Day 20: Changing the Way I Think About Thinking

077 | 365

Yesterday, I lay awake in bed my brain churning for hours before my alarm was due to go off. I was worried about something and my brain turned it over and over again imagining every outcome – every possible outcome except what actually happened:

Nothing.

In all that stress and worry and hours of thinking, nothing happened, everything was fine, and I lost hours of sleep for nothing.

Prone to overanalysis anyway, I’ve always been the introspective sort to weigh my options, dissect things and events in my mind and take things down to the bare bones to evaluate – so while this isn’t a new thing, it’s something that’s actually really starting to annoy me.

It annoys me because I have real stuff to think about.

What’s real: job hunting, programming my thermostat so I don’t spend too much money heating the house when no one’s home, my stepfather’s recent surgery, securing childcare while my stepfather recovers from surgery, why my hip hurts every time I run.

What’s not real: the thought that somebody could yell at me about a thing that a rational person wouldn’t be mad enough to yell about. For example.

You see the ridiculousness.

And if I were to dissect that, I could see what that thought would upset me: I hate conflict. I’m a people pleaser. I try to not intentionally upset people. I work hard. Yelling is yucky. Do not like.

No wonder I wouldn’t want that.

But.

What I need to do when the hamster wheel that is my brain starts turning is this:

What is the worst that could happen?

If that bad thing happened, what does that mean?

Will I care in a week, a month, a year?

Right.

Will it work?
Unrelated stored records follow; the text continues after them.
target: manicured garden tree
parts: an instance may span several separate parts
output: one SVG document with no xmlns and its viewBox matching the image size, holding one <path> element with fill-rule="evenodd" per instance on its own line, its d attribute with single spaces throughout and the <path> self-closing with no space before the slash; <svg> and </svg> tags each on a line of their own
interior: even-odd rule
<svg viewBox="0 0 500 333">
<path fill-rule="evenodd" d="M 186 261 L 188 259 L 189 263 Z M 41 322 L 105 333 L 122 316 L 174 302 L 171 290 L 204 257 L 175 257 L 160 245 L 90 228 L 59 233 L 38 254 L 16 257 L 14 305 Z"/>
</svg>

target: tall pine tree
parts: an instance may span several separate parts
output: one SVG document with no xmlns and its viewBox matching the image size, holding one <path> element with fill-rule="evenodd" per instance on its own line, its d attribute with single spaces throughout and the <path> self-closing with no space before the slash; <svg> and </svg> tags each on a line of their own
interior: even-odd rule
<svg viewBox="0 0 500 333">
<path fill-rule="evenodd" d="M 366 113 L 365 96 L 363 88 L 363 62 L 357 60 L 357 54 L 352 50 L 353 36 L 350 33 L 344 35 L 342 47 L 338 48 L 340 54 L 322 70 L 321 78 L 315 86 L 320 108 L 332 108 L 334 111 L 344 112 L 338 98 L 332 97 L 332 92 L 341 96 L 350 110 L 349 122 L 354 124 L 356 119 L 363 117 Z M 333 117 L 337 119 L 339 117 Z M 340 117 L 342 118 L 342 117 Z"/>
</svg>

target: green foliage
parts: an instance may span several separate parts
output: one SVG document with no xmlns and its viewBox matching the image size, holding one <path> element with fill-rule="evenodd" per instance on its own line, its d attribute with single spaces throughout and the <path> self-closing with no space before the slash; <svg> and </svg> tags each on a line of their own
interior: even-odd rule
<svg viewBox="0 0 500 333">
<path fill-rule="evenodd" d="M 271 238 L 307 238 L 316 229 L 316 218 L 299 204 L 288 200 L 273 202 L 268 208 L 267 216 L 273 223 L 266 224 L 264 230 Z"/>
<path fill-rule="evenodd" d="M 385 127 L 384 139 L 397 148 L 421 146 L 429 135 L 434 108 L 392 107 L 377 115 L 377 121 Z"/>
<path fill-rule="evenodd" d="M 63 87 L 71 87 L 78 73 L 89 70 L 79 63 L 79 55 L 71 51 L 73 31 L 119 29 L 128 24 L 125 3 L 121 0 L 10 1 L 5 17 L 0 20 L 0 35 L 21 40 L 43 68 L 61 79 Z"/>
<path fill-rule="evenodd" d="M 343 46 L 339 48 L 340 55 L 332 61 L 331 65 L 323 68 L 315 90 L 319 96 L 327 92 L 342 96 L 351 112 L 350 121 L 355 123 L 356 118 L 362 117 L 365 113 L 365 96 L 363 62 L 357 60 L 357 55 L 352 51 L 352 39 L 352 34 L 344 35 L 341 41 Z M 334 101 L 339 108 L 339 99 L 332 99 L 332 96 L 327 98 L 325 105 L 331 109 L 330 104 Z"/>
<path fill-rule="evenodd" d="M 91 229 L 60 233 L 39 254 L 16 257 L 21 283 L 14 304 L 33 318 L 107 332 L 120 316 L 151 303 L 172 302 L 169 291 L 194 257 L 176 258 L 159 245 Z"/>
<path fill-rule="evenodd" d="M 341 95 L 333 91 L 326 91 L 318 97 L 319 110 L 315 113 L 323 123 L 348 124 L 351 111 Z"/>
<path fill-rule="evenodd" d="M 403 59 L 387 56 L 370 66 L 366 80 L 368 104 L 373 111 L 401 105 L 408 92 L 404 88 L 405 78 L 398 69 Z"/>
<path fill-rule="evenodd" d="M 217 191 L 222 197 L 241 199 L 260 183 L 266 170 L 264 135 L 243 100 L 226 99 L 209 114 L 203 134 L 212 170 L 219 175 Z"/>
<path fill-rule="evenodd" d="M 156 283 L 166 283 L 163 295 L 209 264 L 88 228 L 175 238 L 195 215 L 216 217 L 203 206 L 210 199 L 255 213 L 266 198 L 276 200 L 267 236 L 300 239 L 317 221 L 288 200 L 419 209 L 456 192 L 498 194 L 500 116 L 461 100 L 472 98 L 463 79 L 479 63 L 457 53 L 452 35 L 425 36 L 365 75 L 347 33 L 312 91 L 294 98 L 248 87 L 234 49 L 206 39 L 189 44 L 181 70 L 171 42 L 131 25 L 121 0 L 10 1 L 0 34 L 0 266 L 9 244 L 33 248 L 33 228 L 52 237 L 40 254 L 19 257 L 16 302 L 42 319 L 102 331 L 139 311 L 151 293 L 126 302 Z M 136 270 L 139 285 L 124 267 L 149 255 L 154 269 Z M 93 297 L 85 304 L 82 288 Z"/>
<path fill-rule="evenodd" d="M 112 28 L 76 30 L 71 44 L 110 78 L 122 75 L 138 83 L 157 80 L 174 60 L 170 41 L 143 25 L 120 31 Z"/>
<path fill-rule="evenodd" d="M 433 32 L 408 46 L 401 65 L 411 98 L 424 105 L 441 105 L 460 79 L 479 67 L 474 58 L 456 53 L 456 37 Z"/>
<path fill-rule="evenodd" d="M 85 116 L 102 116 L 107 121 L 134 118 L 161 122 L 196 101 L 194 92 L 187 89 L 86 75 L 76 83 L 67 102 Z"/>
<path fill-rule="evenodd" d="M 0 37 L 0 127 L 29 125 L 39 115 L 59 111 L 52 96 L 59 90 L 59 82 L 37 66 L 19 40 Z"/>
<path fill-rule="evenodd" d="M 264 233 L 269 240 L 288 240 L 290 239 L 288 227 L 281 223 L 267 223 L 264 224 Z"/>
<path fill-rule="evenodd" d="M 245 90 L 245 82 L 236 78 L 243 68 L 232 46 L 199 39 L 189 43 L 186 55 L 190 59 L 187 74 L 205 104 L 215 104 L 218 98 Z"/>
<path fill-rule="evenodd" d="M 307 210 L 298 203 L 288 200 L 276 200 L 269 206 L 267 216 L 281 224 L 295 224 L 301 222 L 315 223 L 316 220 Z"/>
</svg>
I don’t know but I do know that realistically, I can’t do anything about hypotheticals, really. I can only deal with reality. I am a creative person, and nearly every worst case scenario that my brain can create has been worse than reality (I’m that creative, y’all). I gotta start using my power for good instead of evil. Would be nice to start envisioning some happy plot lines, wouldn’t it?

If you’re an overthinker, how do you deal with it? Do you give in to the thoughts or are you able to channel your thinking in more positive ways? If you’re a recovered overthinker, how did you kick the habit?

About sarah

Sarah is a book nerd, a music lover, an endorphin junkie, a coffee addict. Oh, and a goof ball. She writes, she tweets, and she sings off key.

Comments

  1. The one thing that I have found helps is to not fight the thoughts. Having accepted that I am prone to bouts of severe anxious episodes when my brain literally can’t stop the only thing i can do sometimes is wait. I do my best to allow the anxious thoughts to pass through me instead of focusing even more energy on feeling bad about thinking them. Easier said than done but I try.